Een tweede reden om dit te relativeren is dat deze Revolutie ook kan gezien worden als een
starpunt van een proces die zich gaat aftekenen in de gehele westerse wereld, een soort breed
maatschappelijk veranderingsproces dat start aan het eind van de 18e eeuw en dat eigenlijk de
gehele lange 19de eeuw tot aan de Eerste Wereldoorlog Europa verandert, in heel diverse scenario’s,
naar een samenleving van moderne natiestaten. Dan is de Franse Revolutie wel het startpunt maar
zie je dus natuurlijk dat deze Revolutie ook kan gedefinieerd worden als een breed
omvormingsproces in Europa en via de kolonisering ook mondiaal doorgezet in de hele wereld.

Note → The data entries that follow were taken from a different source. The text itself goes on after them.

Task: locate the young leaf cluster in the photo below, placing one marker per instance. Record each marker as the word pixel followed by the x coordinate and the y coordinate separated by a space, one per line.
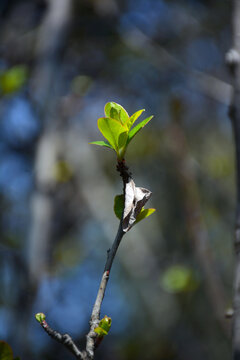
pixel 117 128
pixel 104 326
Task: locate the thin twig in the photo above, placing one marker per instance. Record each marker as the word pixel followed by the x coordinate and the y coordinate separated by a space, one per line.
pixel 233 62
pixel 95 316
pixel 64 339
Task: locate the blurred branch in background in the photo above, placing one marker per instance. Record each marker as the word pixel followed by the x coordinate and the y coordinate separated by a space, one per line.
pixel 196 229
pixel 45 84
pixel 162 59
pixel 233 62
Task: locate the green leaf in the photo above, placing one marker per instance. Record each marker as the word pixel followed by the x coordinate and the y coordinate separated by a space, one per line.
pixel 179 278
pixel 137 128
pixel 135 116
pixel 13 79
pixel 114 132
pixel 104 326
pixel 105 323
pixel 40 317
pixel 101 143
pixel 6 352
pixel 119 206
pixel 101 332
pixel 117 112
pixel 144 214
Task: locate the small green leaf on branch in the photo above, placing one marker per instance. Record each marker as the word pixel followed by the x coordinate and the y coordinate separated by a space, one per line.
pixel 134 117
pixel 115 133
pixel 137 128
pixel 179 278
pixel 40 317
pixel 117 112
pixel 104 326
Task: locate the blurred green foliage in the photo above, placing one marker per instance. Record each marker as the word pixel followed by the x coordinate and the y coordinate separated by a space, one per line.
pixel 13 79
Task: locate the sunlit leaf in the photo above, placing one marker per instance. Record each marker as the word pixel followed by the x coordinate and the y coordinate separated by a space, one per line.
pixel 178 278
pixel 144 214
pixel 102 143
pixel 40 317
pixel 135 116
pixel 105 323
pixel 100 331
pixel 13 79
pixel 104 326
pixel 117 112
pixel 119 206
pixel 137 128
pixel 6 352
pixel 114 132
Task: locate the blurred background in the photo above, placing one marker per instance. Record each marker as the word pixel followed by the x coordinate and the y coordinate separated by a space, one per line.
pixel 171 283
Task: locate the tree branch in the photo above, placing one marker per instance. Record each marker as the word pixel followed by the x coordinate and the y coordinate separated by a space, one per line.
pixel 64 339
pixel 93 340
pixel 95 316
pixel 233 61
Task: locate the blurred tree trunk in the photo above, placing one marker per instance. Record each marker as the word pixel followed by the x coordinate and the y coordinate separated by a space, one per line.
pixel 45 82
pixel 233 62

Veranderingsproces lange 19e eeuw
De ijkpunten, belangrijke aspecten van dat omvormingsproces zijn het gegeven dat de
standenmaatschappij evolueert naar een maatschappij van theoretisch gelijke burgers. Het idee dat
je in een stand geboren wordt en dat jouw leven bepaald, dat verandert naar een maatschappij waar
in principe voor de wet iedereen een gelijke burger is. Bijvoorbeeld door dezelfde rechtbank worden
veroordeeld. Dit begrip van ‘gelijke burgers’ kunnen we relativeren aangezien alleen maar mannen
het voor het zeggen hadden, je moest grondbezit hebben in het censitair kiesstelsel en er was nog
slavernij. Dit was ook in de Verenigde Staten zo, maar tegelijk bleven zij tot in de jaren 60 een
slavenmaatschappij.
Ook als tweede ijkpunt is het vervangen van soevereine vorsten door soevereine naties. Het is
niet meer de vorst die soeverein is, de vorst is niet meer de drager van de macht maar er is
volkssoevereiniteit, het volk zal de drager van de macht zijn. Dit via een systeem dat we het
parlementaire systeem noemen. Dus gaan we van dynastische staten, waar de dynastie die staten
bepaalt en ook de grenzen van de staten bepaald evolueren naar natiestaten, waar dus het volk voor
de staat bepaald en waardoor het nationalisme een heel belangrijke politieke kracht wordt en
waardoor ook multinationale staten in de problemen zullen raken. In het ancien régime is de
multinationale staat eigenlijk de regel, het is de dynastie die de staat samenhoud, maar dit wordt een
probleem in een wereld van natiestaten.
Een derde ijkpunt is dat we de vervanging krijgen van een politiek institutioneel systeem
gebaseerd op van oudsher gegroeide particuliere vrijheden, privileges en gebruiken die worden
vervangen door een geünificeerde nationale staatsbureaucratie. Dat heeft effect op zeer
uiteenlopende zaken (afschaffing van lokale meeteenheden, afschaffing van lokale belastingen,
wetgevingen, rechtspraak en die te vervangen door nationale bureaucratieën), dit hangt natuurlijk
samen met het ontwikkelen van zogezegde natiestaten.
1
, Heel belangrijk is dat die drie ijkpunten van die fundamentele omvorming wat we het einde van
het Ancien Régime en het begin van de politieke moderniteit noemen is dat die samenlopen van een
heel belangrijke sociaal-economische evolutie. Namelijk de vervanging van een economie die voor
het grootste deel steunt op landbouw en in mindere mate op handel naar een economie die steunt
op industrie en handel. De fameuze industriële (r)evolutie loopt eigenlijk parallel met die politieke
veranderingen als gevolg van de Franse Revolutie.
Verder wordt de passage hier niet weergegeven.